I really hit a nerve in a recent column. I pointed out that HSUS Food Policy Director Matt Prescott devised a PETA campaign a few years back comparing American farms to Nazi concentration camps. Given that Prescott is often personally contacting retailers and restaurants and asking them to make anti-pork farmer comments, it’s important that these companies understand just who they’re dealing with. In this case, it’s a guy who has stated radical and ridiculous beliefs about farming.
HSUS must hate being compared to PETA, because Prescott seemed to trip all over himself to tell Pork Network that his “views have since evolved” (before attacking me for most of the rest of his rambling reply). But what may have changed could simply be this: Prescott still believes farms are concentration camps, though his new view is that he won’t be open about it while at HSUS, as he was at PETA.
Let’s cut through the nonsense: This wasn’t just a one-off.
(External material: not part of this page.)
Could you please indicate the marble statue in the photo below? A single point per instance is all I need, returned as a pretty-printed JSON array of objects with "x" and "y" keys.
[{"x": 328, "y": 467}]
This extreme vegan rhetoric is something that Prescott has spouted over time. For example, he said in 2007 that “there’s never an excuse to kill and eat an animal.” That’s pretty clear. (The Holocaust Museum also stated that Prescott was “not honest” in obtaining permission to use its pictures in PETA’s Holocaust on Your Plate campaign, so it’s more than fair to be skeptical of his assertion that he’s had a change of heart.)
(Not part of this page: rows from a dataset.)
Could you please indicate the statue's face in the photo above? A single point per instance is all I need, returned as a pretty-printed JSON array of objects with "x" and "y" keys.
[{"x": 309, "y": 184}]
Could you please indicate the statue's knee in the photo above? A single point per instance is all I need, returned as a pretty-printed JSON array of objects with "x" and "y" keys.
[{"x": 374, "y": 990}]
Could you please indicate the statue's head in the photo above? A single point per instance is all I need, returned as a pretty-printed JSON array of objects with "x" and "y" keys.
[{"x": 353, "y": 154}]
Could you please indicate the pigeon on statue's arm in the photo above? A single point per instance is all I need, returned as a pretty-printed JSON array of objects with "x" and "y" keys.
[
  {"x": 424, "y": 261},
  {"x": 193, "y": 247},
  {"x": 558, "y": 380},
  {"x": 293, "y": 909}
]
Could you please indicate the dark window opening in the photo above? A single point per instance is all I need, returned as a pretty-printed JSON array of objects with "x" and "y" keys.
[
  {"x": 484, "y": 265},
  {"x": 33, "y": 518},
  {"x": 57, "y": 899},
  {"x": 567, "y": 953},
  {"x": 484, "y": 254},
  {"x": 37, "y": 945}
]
This isn’t the first time we’ve seen the convenient “my views have changed” defense at HSUS. John “J.P.” Goodwin is now a director of animal cruelty policy at HSUS, where he was hired in 1997. In the 90s Goodwin was also a spokesperson for the Animal Liberation Front, which has been designated by the FBI as a domestic terror threat. Goodwin referred to a fire that caused almost $1 million in damage by telling the Deseret News, “We’re ecstatic.” Goodwin has also said, “My goal is the abolition of animal agriculture.”
But again, we have a supposed change of heart, with HSUS CEO Wayne Pacelle saying Goodwin has reformed. (Pacelle also said that convicted dogfighting kingpin Michael Vick “would do a good job as a pet owner”—after HSUS had received $50,000 from Vick’s employer—so you can decide for yourself how credible Pacelle is.)
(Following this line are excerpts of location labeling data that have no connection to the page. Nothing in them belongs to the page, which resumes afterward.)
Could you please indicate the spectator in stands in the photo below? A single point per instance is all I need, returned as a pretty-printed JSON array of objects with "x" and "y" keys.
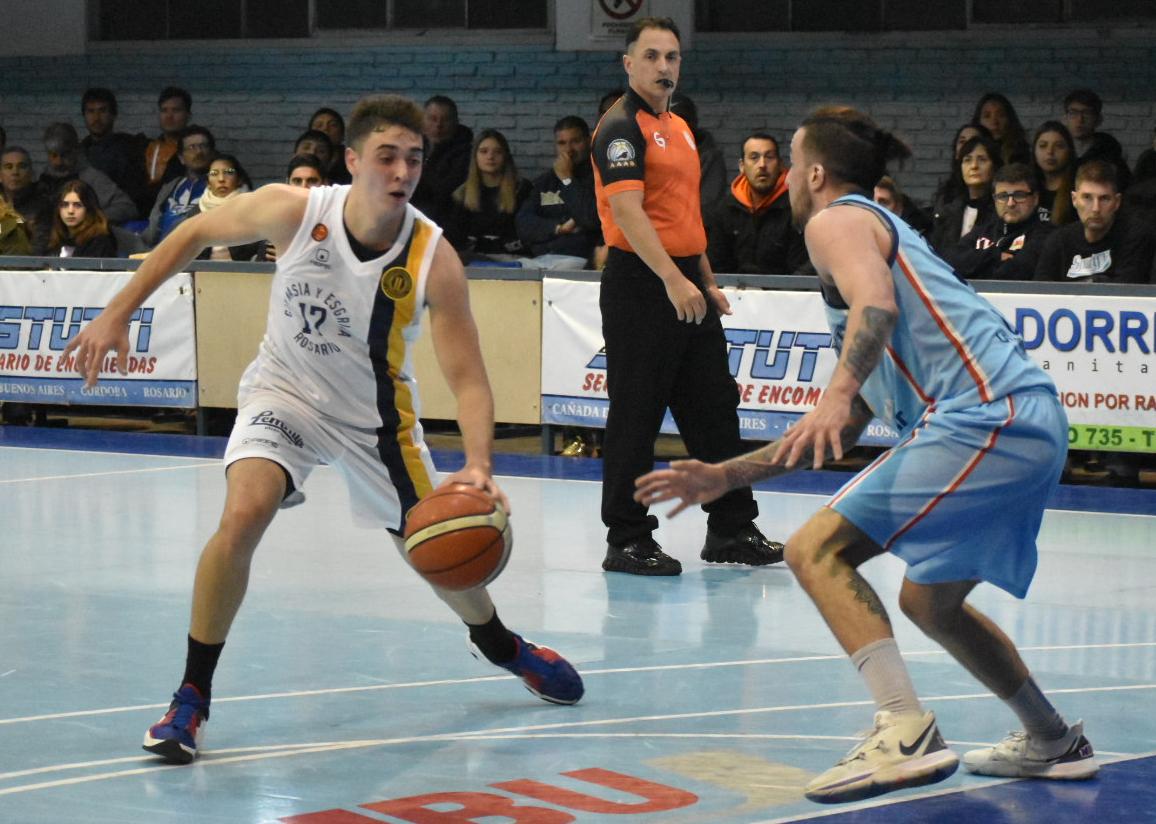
[
  {"x": 995, "y": 112},
  {"x": 978, "y": 163},
  {"x": 14, "y": 236},
  {"x": 1006, "y": 246},
  {"x": 22, "y": 191},
  {"x": 749, "y": 231},
  {"x": 330, "y": 121},
  {"x": 711, "y": 164},
  {"x": 177, "y": 198},
  {"x": 481, "y": 220},
  {"x": 306, "y": 171},
  {"x": 80, "y": 228},
  {"x": 1146, "y": 164},
  {"x": 1106, "y": 245},
  {"x": 893, "y": 198},
  {"x": 227, "y": 179},
  {"x": 447, "y": 157},
  {"x": 560, "y": 217},
  {"x": 1054, "y": 157},
  {"x": 1084, "y": 112},
  {"x": 162, "y": 157},
  {"x": 951, "y": 186},
  {"x": 67, "y": 162},
  {"x": 315, "y": 142},
  {"x": 117, "y": 154}
]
There’s even more. A number of HSUS staffers were contributors to the now-defunct magazine No Compromise, which was a sort of terrorist-cheerleading publication that disseminated information on building incendiary devices. A number of current HSUS employees were listed at various points as “contributors” to No Compromise, including Michael Markarian, Chief Program & Policy Officer at HSUS; Heidi Prescott, a senior VP; and Paul Shapiro, HSUS’s farm-animal VP.